Publishers representing nearly 400 US newspapers have sued OpenAI and Microsoft. The companies allegedly used texts from these newspapers without permission. This was done to train their large language models like ChatGPT and Copilot. Publishers normally earn money through subscriptions and licenses. The lawsuit now seeks damages for copyright infringement.
For you, as a user of ChatGPT or Copilot, the origin of your information becomes more important. If AI models are trained with protected content without permission, questions of fairness and legality arise. It also shows how much the quality of AI answers depends on the training data. You should ask yourself how transparent these training processes are.
Companies using AI tools like ChatGPT or Copilot face increasing legal risk. If the training data for AI models was used without a license, products could lead to lawsuits. For companies, this means: carefully check which AI tools you use. Pay attention to how they were trained to avoid costly legal problems. Data origin is also crucial for compliance.

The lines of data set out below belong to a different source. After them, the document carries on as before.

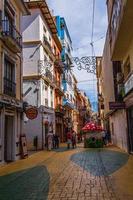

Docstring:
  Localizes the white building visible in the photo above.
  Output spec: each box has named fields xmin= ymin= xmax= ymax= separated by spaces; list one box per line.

xmin=0 ymin=0 xmax=28 ymax=163
xmin=22 ymin=1 xmax=56 ymax=149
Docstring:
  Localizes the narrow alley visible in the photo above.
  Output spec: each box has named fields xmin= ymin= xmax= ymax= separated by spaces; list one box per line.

xmin=0 ymin=145 xmax=133 ymax=200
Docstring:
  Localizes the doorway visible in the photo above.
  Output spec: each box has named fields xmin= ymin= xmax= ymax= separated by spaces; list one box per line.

xmin=4 ymin=115 xmax=14 ymax=162
xmin=128 ymin=107 xmax=133 ymax=153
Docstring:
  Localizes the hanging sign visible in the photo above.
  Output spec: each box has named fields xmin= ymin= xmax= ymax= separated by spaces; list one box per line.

xmin=109 ymin=102 xmax=125 ymax=110
xmin=20 ymin=134 xmax=28 ymax=158
xmin=25 ymin=107 xmax=38 ymax=120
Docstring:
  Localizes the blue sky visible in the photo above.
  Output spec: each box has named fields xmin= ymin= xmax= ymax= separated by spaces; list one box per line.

xmin=47 ymin=0 xmax=107 ymax=111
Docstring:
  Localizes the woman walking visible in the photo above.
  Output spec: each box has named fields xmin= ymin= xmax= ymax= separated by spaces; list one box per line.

xmin=47 ymin=132 xmax=53 ymax=151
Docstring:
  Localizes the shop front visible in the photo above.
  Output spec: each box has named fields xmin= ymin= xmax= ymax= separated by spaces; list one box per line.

xmin=0 ymin=97 xmax=22 ymax=163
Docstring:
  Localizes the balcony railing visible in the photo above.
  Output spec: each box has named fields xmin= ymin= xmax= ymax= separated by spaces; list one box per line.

xmin=2 ymin=20 xmax=22 ymax=48
xmin=54 ymin=58 xmax=64 ymax=73
xmin=124 ymin=71 xmax=133 ymax=95
xmin=55 ymin=104 xmax=65 ymax=114
xmin=4 ymin=77 xmax=16 ymax=97
xmin=45 ymin=99 xmax=48 ymax=107
xmin=43 ymin=36 xmax=53 ymax=53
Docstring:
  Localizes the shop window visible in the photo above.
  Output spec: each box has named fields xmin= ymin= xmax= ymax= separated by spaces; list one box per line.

xmin=124 ymin=57 xmax=131 ymax=79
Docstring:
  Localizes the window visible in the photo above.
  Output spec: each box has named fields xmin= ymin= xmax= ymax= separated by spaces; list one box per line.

xmin=4 ymin=56 xmax=16 ymax=97
xmin=43 ymin=26 xmax=47 ymax=33
xmin=124 ymin=57 xmax=131 ymax=79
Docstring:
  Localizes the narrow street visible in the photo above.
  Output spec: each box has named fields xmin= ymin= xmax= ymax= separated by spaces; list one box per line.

xmin=0 ymin=145 xmax=133 ymax=200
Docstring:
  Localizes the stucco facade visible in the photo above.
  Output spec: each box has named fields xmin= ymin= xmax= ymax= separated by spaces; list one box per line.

xmin=22 ymin=1 xmax=56 ymax=149
xmin=0 ymin=0 xmax=28 ymax=163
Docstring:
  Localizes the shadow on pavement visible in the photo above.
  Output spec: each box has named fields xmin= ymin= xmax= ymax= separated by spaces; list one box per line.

xmin=71 ymin=149 xmax=129 ymax=176
xmin=53 ymin=146 xmax=76 ymax=152
xmin=0 ymin=166 xmax=50 ymax=200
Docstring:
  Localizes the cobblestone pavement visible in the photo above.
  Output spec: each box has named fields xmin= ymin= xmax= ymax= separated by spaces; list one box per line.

xmin=0 ymin=147 xmax=133 ymax=200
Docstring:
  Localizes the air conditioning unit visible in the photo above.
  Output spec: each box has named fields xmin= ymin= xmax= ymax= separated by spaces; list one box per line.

xmin=117 ymin=72 xmax=124 ymax=83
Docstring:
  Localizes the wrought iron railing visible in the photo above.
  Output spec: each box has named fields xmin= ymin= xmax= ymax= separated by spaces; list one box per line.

xmin=43 ymin=36 xmax=53 ymax=53
xmin=4 ymin=77 xmax=16 ymax=97
xmin=55 ymin=104 xmax=65 ymax=114
xmin=2 ymin=20 xmax=22 ymax=48
xmin=45 ymin=98 xmax=48 ymax=107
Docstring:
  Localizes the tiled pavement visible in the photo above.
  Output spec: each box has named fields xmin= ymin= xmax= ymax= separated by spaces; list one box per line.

xmin=0 ymin=144 xmax=133 ymax=200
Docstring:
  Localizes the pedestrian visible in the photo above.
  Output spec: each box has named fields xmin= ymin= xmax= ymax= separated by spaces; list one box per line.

xmin=72 ymin=131 xmax=76 ymax=149
xmin=105 ymin=130 xmax=110 ymax=145
xmin=47 ymin=132 xmax=53 ymax=151
xmin=67 ymin=131 xmax=72 ymax=149
xmin=77 ymin=133 xmax=81 ymax=143
xmin=54 ymin=134 xmax=59 ymax=149
xmin=102 ymin=130 xmax=106 ymax=145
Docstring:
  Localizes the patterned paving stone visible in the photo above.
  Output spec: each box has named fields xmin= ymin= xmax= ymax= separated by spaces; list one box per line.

xmin=0 ymin=147 xmax=133 ymax=200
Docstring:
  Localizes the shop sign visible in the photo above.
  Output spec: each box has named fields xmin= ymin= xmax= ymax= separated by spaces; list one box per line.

xmin=109 ymin=102 xmax=125 ymax=110
xmin=25 ymin=107 xmax=38 ymax=120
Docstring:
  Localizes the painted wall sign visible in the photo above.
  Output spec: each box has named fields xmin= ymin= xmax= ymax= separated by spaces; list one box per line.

xmin=25 ymin=107 xmax=38 ymax=120
xmin=109 ymin=102 xmax=125 ymax=110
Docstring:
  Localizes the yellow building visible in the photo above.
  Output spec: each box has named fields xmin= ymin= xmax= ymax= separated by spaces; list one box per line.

xmin=98 ymin=0 xmax=133 ymax=152
xmin=0 ymin=0 xmax=28 ymax=163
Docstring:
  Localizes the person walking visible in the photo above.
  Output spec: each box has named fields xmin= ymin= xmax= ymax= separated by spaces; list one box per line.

xmin=47 ymin=132 xmax=53 ymax=151
xmin=72 ymin=131 xmax=76 ymax=149
xmin=67 ymin=131 xmax=72 ymax=149
xmin=102 ymin=130 xmax=106 ymax=145
xmin=54 ymin=134 xmax=59 ymax=149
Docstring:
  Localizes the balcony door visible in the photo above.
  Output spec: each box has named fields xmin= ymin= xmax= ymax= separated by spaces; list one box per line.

xmin=4 ymin=56 xmax=16 ymax=97
xmin=4 ymin=115 xmax=14 ymax=162
xmin=3 ymin=2 xmax=15 ymax=37
xmin=128 ymin=107 xmax=133 ymax=153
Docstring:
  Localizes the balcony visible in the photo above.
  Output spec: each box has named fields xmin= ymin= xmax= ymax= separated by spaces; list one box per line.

xmin=55 ymin=104 xmax=65 ymax=115
xmin=43 ymin=36 xmax=55 ymax=60
xmin=1 ymin=20 xmax=22 ymax=53
xmin=55 ymin=81 xmax=64 ymax=96
xmin=109 ymin=0 xmax=133 ymax=61
xmin=63 ymin=98 xmax=74 ymax=110
xmin=45 ymin=98 xmax=48 ymax=107
xmin=54 ymin=59 xmax=64 ymax=73
xmin=124 ymin=71 xmax=133 ymax=95
xmin=4 ymin=77 xmax=16 ymax=97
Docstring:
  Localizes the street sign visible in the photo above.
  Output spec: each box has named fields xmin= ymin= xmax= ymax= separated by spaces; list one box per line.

xmin=25 ymin=107 xmax=38 ymax=120
xmin=109 ymin=102 xmax=125 ymax=110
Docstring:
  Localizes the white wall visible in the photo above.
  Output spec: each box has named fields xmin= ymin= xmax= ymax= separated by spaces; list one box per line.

xmin=22 ymin=9 xmax=40 ymax=42
xmin=110 ymin=110 xmax=128 ymax=151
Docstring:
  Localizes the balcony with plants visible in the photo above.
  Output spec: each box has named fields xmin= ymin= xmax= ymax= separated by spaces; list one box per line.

xmin=1 ymin=19 xmax=22 ymax=53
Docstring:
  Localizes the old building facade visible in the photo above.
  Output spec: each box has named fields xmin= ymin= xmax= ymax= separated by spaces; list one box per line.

xmin=0 ymin=0 xmax=28 ymax=162
xmin=22 ymin=1 xmax=62 ymax=149
xmin=98 ymin=0 xmax=133 ymax=152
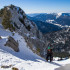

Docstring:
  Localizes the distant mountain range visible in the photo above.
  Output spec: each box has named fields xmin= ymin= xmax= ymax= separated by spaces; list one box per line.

xmin=27 ymin=13 xmax=70 ymax=33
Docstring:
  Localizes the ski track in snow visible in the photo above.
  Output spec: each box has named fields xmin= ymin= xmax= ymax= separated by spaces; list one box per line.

xmin=0 ymin=25 xmax=70 ymax=70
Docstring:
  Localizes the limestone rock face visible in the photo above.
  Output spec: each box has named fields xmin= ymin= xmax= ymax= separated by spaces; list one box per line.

xmin=5 ymin=36 xmax=19 ymax=52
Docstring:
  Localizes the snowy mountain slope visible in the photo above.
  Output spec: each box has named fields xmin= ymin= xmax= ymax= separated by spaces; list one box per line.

xmin=0 ymin=26 xmax=70 ymax=70
xmin=0 ymin=46 xmax=70 ymax=70
xmin=1 ymin=5 xmax=44 ymax=56
xmin=0 ymin=23 xmax=42 ymax=60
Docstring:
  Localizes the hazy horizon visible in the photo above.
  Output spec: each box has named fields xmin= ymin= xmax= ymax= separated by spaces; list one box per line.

xmin=0 ymin=0 xmax=70 ymax=14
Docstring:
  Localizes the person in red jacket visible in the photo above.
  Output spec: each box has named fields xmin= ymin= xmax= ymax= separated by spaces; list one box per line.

xmin=46 ymin=46 xmax=53 ymax=62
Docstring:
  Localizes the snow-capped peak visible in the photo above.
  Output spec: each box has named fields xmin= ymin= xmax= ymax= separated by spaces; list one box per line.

xmin=56 ymin=12 xmax=62 ymax=18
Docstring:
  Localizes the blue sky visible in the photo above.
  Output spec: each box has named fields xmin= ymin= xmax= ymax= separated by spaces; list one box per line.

The lawsuit could be an opportunity for content creators to be paid fairly. If AI companies have to buy licenses for training data, a new market for high-quality content will emerge. This would financially secure journalism and creative work. At the same time, it improves the quality of AI models, as they are trained on legal and verifiable data.
The biggest risk is that the development of AI models will slow down. This happens if access to training data becomes too expensive or complicated. At the same time, there is a risk that publishers who do not sue will continue to see their content used without payment. It is a difficult balance between innovation and copyright protection. Another danger is that AI models might use less diverse data to avoid lawsuits. This could lead to a loss of quality.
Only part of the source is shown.